Jackie Chan Movie Made from Unclaimed Australian Gambling Winnings
October 25, 2018
A recent report published by the Sydney Morning Herald suggests that Bleeding Steel – an action film featuring Jackie Chan – was partially funded by unclaimed gambling winnings from New South Wales (NSW) pokie games.
The story alleges that the NSW’s Community Development Fund (CDF) provided the producers of the film with an AU$850 000 grant, which had been made up entirely of revenue gathered through unclaimed gambling winnings. The state organisation gathers funds through pokie winning tickets that are never collected.
Not All are Happy About Film’s Use of State Funds
Despite the movie being filmed and developed in Sydney, not all Australians are happy about the fact that the state allowed public funds to be used for such a project. Some lawmakers have stated that the decision to provide an AU$850 000 grant to the Bleeding Steel filmmakers was highly unusual. Some have stated that unclaimed gambling winnings really should only be used to fund gambling harm programmes that benefit the NSW community as a whole.
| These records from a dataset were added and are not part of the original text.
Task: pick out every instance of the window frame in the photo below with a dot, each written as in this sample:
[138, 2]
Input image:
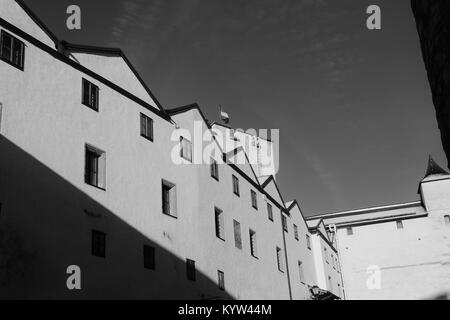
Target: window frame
[144, 119]
[253, 244]
[235, 182]
[214, 169]
[98, 243]
[237, 235]
[100, 170]
[182, 153]
[219, 223]
[14, 40]
[270, 211]
[172, 202]
[191, 272]
[90, 85]
[221, 280]
[280, 264]
[149, 253]
[254, 198]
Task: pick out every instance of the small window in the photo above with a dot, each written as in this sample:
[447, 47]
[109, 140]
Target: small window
[98, 243]
[220, 233]
[269, 211]
[221, 279]
[214, 169]
[284, 222]
[95, 167]
[235, 185]
[253, 248]
[237, 234]
[190, 269]
[90, 95]
[301, 272]
[12, 50]
[295, 232]
[308, 241]
[146, 127]
[186, 149]
[169, 198]
[149, 257]
[446, 217]
[254, 200]
[1, 112]
[280, 259]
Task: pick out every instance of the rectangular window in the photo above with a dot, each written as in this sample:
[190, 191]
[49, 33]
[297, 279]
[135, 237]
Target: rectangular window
[254, 200]
[12, 50]
[221, 279]
[98, 243]
[237, 234]
[253, 248]
[295, 232]
[169, 198]
[446, 217]
[90, 95]
[269, 211]
[220, 232]
[146, 127]
[308, 241]
[190, 269]
[214, 169]
[280, 259]
[186, 149]
[95, 167]
[301, 272]
[1, 112]
[235, 185]
[149, 257]
[284, 222]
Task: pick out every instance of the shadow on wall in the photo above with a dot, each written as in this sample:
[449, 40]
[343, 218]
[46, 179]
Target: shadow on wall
[46, 225]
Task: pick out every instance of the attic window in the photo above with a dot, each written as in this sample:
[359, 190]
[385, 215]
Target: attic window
[447, 219]
[12, 50]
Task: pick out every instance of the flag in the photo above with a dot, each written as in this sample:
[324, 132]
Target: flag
[224, 116]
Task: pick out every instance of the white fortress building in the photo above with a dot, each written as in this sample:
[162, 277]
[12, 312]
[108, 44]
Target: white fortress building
[90, 181]
[399, 251]
[97, 176]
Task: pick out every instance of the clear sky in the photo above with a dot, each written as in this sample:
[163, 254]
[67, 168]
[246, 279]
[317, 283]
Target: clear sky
[353, 106]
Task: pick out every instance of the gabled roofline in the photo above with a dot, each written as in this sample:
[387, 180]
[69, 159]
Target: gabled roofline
[188, 107]
[266, 183]
[112, 51]
[38, 21]
[366, 210]
[64, 59]
[234, 151]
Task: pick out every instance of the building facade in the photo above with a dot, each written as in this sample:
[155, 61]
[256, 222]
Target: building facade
[95, 173]
[397, 251]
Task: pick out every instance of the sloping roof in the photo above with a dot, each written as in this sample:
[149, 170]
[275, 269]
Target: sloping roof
[111, 51]
[38, 21]
[434, 169]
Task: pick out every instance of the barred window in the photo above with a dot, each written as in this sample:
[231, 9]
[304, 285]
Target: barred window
[12, 50]
[146, 127]
[90, 95]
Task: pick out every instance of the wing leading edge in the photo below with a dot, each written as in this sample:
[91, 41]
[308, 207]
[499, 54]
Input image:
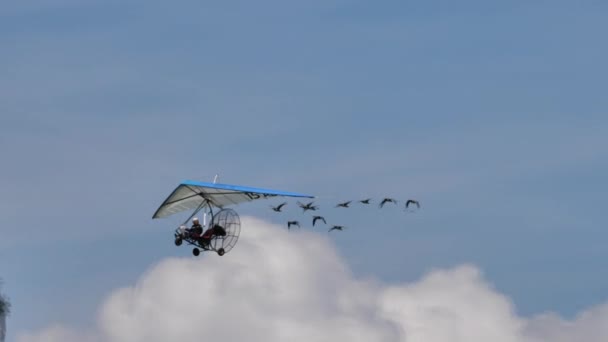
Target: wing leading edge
[189, 195]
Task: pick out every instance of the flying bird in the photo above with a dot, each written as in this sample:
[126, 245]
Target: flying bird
[336, 228]
[386, 200]
[410, 201]
[278, 208]
[343, 205]
[315, 218]
[308, 206]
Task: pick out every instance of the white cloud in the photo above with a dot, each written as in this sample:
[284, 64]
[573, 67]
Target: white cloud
[280, 286]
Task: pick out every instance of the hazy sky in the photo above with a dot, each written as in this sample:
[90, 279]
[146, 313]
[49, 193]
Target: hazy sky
[493, 116]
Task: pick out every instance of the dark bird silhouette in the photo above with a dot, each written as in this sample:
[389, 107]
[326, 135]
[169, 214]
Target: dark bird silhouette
[278, 208]
[315, 218]
[336, 228]
[308, 206]
[407, 204]
[344, 205]
[386, 200]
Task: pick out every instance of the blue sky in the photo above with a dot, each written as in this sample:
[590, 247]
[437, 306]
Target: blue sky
[492, 115]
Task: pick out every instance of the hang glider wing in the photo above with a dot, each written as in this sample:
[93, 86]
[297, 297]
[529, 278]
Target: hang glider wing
[189, 195]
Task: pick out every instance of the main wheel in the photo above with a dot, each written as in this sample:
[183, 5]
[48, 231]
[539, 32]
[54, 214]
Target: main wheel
[229, 220]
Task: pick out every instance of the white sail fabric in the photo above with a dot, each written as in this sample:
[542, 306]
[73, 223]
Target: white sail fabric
[189, 195]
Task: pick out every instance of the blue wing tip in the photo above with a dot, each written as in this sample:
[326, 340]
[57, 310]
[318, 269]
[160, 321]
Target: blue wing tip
[244, 188]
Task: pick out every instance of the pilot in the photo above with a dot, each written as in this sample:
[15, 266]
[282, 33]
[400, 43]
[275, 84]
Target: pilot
[196, 229]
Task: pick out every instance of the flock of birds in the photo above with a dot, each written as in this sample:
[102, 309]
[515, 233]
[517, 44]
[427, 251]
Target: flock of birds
[310, 206]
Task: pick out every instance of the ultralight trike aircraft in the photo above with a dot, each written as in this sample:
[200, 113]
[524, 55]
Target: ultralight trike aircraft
[224, 228]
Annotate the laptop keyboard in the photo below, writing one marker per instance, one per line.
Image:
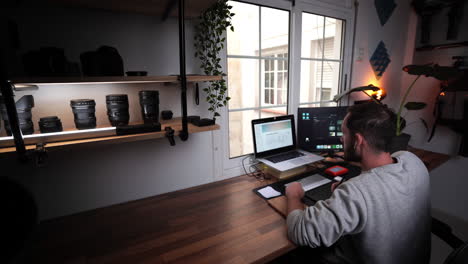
(313, 181)
(285, 156)
(320, 193)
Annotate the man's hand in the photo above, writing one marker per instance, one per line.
(294, 194)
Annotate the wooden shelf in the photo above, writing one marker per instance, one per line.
(175, 124)
(112, 79)
(193, 8)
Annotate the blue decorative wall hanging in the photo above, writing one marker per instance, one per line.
(384, 9)
(380, 60)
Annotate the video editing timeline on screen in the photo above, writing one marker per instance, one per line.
(319, 128)
(273, 135)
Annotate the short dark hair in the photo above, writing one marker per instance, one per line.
(375, 122)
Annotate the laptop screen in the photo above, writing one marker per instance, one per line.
(273, 135)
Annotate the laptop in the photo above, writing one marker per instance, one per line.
(275, 143)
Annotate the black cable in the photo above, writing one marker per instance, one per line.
(197, 94)
(253, 170)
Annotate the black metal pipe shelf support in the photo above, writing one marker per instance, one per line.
(183, 75)
(9, 101)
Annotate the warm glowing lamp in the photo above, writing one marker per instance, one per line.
(374, 92)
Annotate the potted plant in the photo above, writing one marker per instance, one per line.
(400, 141)
(209, 41)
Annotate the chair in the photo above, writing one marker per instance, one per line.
(459, 254)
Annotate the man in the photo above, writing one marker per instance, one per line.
(380, 216)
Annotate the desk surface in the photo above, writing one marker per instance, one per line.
(220, 222)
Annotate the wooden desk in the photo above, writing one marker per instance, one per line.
(221, 222)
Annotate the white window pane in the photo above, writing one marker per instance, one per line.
(270, 112)
(275, 29)
(246, 23)
(331, 78)
(240, 132)
(243, 83)
(333, 38)
(311, 78)
(312, 35)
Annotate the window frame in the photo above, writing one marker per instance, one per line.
(229, 167)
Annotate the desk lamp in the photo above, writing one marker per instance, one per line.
(376, 95)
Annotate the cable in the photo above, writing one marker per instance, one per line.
(254, 171)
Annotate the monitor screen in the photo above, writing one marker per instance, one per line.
(319, 128)
(273, 134)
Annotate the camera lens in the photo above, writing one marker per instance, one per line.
(117, 109)
(50, 124)
(84, 113)
(23, 108)
(149, 101)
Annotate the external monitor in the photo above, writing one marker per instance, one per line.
(319, 128)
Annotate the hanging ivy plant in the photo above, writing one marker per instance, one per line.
(209, 41)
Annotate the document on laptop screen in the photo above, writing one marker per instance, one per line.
(273, 135)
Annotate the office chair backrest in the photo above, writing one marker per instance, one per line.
(460, 253)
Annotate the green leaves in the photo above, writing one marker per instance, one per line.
(415, 105)
(209, 41)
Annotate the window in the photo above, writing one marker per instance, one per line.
(258, 59)
(321, 59)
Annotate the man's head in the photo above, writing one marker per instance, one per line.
(371, 125)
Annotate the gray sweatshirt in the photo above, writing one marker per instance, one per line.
(381, 216)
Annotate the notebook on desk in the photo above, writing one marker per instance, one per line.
(275, 143)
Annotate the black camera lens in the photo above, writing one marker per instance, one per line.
(50, 124)
(84, 113)
(23, 108)
(117, 109)
(149, 101)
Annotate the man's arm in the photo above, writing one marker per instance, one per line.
(325, 222)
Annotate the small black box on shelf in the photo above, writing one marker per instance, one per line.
(204, 122)
(192, 119)
(137, 129)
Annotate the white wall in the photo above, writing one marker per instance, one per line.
(394, 34)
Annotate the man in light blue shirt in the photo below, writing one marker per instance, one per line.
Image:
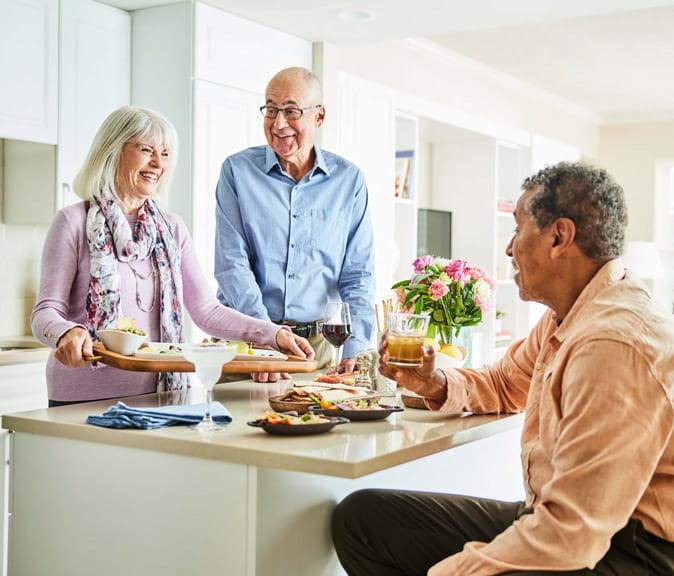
(293, 228)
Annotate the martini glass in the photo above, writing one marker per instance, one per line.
(208, 359)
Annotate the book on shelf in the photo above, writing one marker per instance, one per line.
(503, 338)
(505, 206)
(404, 174)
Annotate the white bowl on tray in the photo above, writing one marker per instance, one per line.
(120, 341)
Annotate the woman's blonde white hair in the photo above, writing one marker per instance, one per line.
(126, 124)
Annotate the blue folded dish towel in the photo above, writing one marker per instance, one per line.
(123, 416)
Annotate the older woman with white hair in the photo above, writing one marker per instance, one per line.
(118, 254)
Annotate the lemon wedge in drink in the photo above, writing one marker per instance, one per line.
(241, 347)
(451, 350)
(432, 342)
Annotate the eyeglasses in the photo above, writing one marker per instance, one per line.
(290, 113)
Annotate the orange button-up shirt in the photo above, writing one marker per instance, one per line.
(597, 441)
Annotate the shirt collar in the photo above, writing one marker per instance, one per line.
(610, 273)
(271, 161)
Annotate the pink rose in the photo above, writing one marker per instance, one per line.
(484, 305)
(437, 289)
(457, 270)
(421, 263)
(477, 273)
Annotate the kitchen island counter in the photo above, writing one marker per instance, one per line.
(84, 497)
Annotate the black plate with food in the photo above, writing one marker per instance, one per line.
(358, 414)
(298, 429)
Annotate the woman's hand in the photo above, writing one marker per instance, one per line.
(290, 343)
(425, 379)
(73, 346)
(347, 365)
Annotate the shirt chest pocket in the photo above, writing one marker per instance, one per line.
(550, 411)
(329, 230)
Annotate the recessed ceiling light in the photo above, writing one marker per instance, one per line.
(357, 15)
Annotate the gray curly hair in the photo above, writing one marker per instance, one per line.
(589, 197)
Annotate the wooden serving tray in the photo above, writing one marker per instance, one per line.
(292, 365)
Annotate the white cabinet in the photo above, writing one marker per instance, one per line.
(365, 129)
(94, 79)
(217, 107)
(4, 499)
(28, 68)
(208, 80)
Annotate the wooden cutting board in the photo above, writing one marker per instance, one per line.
(292, 365)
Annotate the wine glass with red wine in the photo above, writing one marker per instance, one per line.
(336, 328)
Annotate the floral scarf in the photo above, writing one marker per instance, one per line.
(111, 241)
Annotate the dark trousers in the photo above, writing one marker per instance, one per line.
(397, 533)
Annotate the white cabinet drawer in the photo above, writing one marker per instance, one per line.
(28, 68)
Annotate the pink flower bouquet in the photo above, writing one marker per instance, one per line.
(453, 293)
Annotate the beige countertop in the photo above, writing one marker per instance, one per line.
(349, 451)
(21, 350)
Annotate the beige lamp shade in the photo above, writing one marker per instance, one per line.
(643, 259)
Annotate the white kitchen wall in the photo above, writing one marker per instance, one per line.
(443, 78)
(630, 153)
(20, 250)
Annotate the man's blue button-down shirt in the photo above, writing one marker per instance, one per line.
(284, 248)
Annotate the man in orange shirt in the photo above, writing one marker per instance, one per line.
(596, 380)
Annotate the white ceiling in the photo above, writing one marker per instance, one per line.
(613, 57)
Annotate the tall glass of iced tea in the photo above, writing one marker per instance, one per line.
(406, 333)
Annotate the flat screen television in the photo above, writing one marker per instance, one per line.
(434, 233)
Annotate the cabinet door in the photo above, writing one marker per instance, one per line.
(95, 80)
(366, 138)
(28, 68)
(226, 121)
(237, 52)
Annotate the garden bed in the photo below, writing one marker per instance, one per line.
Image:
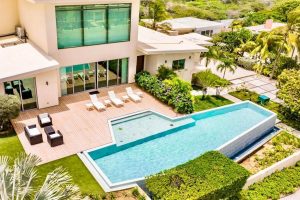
(280, 147)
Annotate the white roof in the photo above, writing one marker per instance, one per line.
(261, 28)
(191, 23)
(153, 42)
(23, 59)
(196, 38)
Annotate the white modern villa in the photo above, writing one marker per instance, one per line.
(64, 47)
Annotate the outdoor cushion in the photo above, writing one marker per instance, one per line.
(45, 120)
(33, 132)
(55, 135)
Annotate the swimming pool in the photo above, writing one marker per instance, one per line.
(147, 143)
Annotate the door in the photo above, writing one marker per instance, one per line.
(140, 64)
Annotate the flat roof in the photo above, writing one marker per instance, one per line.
(191, 23)
(196, 38)
(261, 28)
(153, 42)
(23, 59)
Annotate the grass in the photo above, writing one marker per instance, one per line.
(10, 146)
(209, 102)
(244, 94)
(274, 186)
(80, 174)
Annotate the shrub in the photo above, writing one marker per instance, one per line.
(175, 92)
(273, 187)
(165, 73)
(9, 109)
(210, 176)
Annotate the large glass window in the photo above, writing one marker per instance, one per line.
(83, 77)
(92, 24)
(25, 90)
(119, 23)
(69, 29)
(178, 64)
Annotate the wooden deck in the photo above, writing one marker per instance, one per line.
(82, 129)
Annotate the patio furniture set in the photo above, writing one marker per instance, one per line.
(113, 99)
(34, 136)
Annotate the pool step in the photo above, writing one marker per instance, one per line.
(173, 126)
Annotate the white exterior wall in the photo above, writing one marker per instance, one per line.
(9, 17)
(47, 94)
(152, 63)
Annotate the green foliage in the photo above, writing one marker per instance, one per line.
(209, 102)
(174, 92)
(210, 176)
(283, 145)
(205, 79)
(165, 73)
(279, 183)
(289, 89)
(9, 109)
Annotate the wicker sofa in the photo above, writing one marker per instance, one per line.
(33, 135)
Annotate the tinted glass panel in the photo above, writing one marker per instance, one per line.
(119, 23)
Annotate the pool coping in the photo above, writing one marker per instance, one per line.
(109, 186)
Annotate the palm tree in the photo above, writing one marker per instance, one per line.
(16, 181)
(226, 65)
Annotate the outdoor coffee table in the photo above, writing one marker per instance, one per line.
(49, 130)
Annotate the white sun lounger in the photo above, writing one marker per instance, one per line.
(97, 104)
(115, 100)
(134, 97)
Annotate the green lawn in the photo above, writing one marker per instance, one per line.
(209, 102)
(11, 146)
(273, 106)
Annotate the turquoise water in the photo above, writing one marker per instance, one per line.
(211, 130)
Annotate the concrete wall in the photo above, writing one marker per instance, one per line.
(32, 18)
(47, 94)
(152, 63)
(9, 17)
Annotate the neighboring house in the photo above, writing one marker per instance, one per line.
(192, 24)
(267, 27)
(156, 49)
(72, 46)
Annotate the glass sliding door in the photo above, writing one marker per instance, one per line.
(94, 23)
(79, 77)
(25, 90)
(69, 26)
(119, 23)
(113, 72)
(90, 77)
(123, 71)
(102, 74)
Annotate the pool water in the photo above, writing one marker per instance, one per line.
(210, 130)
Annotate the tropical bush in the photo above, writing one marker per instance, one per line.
(274, 186)
(174, 92)
(9, 109)
(165, 73)
(211, 176)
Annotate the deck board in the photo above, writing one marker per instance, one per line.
(82, 129)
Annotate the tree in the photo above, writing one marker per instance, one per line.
(157, 9)
(289, 89)
(16, 182)
(205, 79)
(9, 109)
(226, 65)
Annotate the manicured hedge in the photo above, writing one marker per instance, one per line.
(174, 92)
(278, 184)
(211, 176)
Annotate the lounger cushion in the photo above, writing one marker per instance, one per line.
(45, 120)
(33, 132)
(55, 135)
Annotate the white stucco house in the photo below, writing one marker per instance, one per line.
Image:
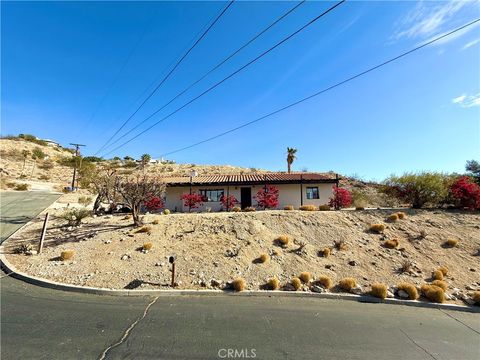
(294, 189)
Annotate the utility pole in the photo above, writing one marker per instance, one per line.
(77, 146)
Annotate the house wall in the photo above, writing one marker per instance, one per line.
(289, 194)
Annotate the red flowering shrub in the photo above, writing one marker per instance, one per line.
(153, 203)
(192, 201)
(228, 202)
(341, 198)
(267, 197)
(465, 193)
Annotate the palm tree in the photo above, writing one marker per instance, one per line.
(291, 157)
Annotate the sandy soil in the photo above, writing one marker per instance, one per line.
(224, 246)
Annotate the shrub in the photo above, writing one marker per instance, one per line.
(74, 217)
(441, 284)
(437, 275)
(145, 229)
(410, 289)
(451, 243)
(418, 189)
(21, 187)
(392, 218)
(264, 258)
(305, 276)
(391, 244)
(465, 193)
(67, 255)
(267, 197)
(325, 281)
(308, 208)
(433, 293)
(297, 284)
(273, 284)
(347, 284)
(377, 228)
(238, 284)
(341, 198)
(379, 290)
(147, 246)
(283, 240)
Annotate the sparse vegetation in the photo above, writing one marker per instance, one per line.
(379, 290)
(410, 289)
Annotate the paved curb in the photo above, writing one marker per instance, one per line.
(257, 293)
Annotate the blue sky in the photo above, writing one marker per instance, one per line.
(75, 71)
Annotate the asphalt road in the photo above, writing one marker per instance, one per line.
(19, 207)
(39, 323)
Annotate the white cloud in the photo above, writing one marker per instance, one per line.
(467, 101)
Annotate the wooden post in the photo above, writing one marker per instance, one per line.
(44, 231)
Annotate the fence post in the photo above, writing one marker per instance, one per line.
(42, 237)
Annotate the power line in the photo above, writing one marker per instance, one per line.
(213, 69)
(226, 78)
(169, 73)
(322, 91)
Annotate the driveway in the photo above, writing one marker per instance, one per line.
(19, 207)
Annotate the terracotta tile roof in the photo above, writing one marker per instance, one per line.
(252, 178)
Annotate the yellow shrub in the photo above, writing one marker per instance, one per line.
(410, 289)
(347, 284)
(67, 254)
(297, 284)
(377, 228)
(305, 276)
(273, 284)
(325, 281)
(379, 290)
(238, 284)
(391, 244)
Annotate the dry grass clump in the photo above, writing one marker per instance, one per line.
(308, 208)
(377, 228)
(273, 284)
(263, 258)
(347, 284)
(297, 284)
(437, 275)
(147, 246)
(145, 229)
(305, 276)
(433, 293)
(441, 284)
(67, 255)
(239, 284)
(379, 290)
(391, 244)
(283, 240)
(340, 245)
(410, 289)
(451, 243)
(392, 218)
(325, 281)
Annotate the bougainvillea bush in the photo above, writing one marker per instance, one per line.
(192, 201)
(341, 198)
(228, 202)
(267, 197)
(465, 193)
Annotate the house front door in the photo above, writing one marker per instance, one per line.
(246, 197)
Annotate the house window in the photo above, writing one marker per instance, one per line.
(312, 192)
(212, 195)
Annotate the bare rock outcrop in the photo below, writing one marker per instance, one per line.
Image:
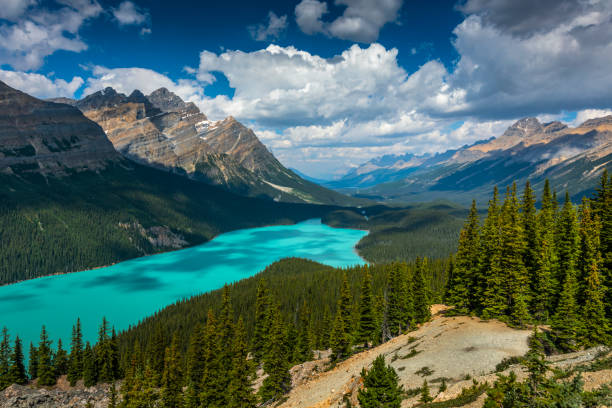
(46, 137)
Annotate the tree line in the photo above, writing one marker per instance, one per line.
(548, 266)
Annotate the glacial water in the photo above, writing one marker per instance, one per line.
(131, 290)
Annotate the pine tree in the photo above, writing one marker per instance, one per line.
(396, 288)
(262, 321)
(596, 326)
(112, 403)
(33, 362)
(380, 386)
(543, 280)
(603, 210)
(346, 306)
(326, 328)
(490, 271)
(463, 293)
(422, 312)
(5, 359)
(565, 323)
(145, 394)
(240, 388)
(75, 369)
(60, 360)
(303, 344)
(225, 337)
(17, 371)
(531, 232)
(90, 372)
(172, 377)
(114, 356)
(104, 354)
(196, 360)
(276, 363)
(567, 242)
(156, 353)
(46, 374)
(512, 250)
(339, 341)
(211, 387)
(425, 393)
(367, 324)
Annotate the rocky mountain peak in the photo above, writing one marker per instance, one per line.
(166, 101)
(524, 127)
(37, 136)
(105, 98)
(606, 120)
(553, 127)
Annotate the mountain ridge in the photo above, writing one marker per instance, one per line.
(572, 158)
(163, 131)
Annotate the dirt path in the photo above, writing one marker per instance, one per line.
(451, 347)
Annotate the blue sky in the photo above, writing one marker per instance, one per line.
(327, 85)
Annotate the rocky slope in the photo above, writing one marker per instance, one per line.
(572, 158)
(45, 137)
(163, 131)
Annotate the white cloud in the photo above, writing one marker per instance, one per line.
(32, 36)
(39, 85)
(564, 68)
(361, 21)
(270, 31)
(308, 15)
(126, 80)
(12, 9)
(130, 14)
(586, 114)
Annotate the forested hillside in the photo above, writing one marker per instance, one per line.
(521, 265)
(403, 233)
(552, 266)
(54, 225)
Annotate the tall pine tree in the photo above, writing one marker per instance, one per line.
(491, 273)
(596, 326)
(367, 323)
(171, 384)
(241, 385)
(46, 374)
(17, 371)
(75, 369)
(463, 293)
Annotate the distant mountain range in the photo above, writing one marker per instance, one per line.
(163, 131)
(572, 158)
(69, 201)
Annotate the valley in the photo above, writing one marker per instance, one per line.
(305, 204)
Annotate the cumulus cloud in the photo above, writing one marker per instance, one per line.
(39, 85)
(270, 30)
(500, 74)
(525, 17)
(361, 20)
(126, 80)
(30, 37)
(129, 13)
(12, 9)
(308, 15)
(586, 114)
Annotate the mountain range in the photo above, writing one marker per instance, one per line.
(163, 131)
(69, 201)
(571, 158)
The CDF has also previously provided grants to fund other public projects including grants to organisations involved in upgrading or building war memorials across the state.
In light of these complaints, the NSW government have defended their decision to provide a large grant to a film by stating that there was community benefit due to the movie being produced in the state.
Jackie Chan Film Receives Poor Reviews
Despite state backing, Bleeding Steel received a poor reception from critics, with some even panning the film as “nonsensical garbage” and that it directly aims at pleasing a younger audience.
Jackie Chan has not yet commented on the state of the film but, as the second highest paid actor in the world, he doesn’t really need to. With over 150 film credits on his tally, some are bound to be flops.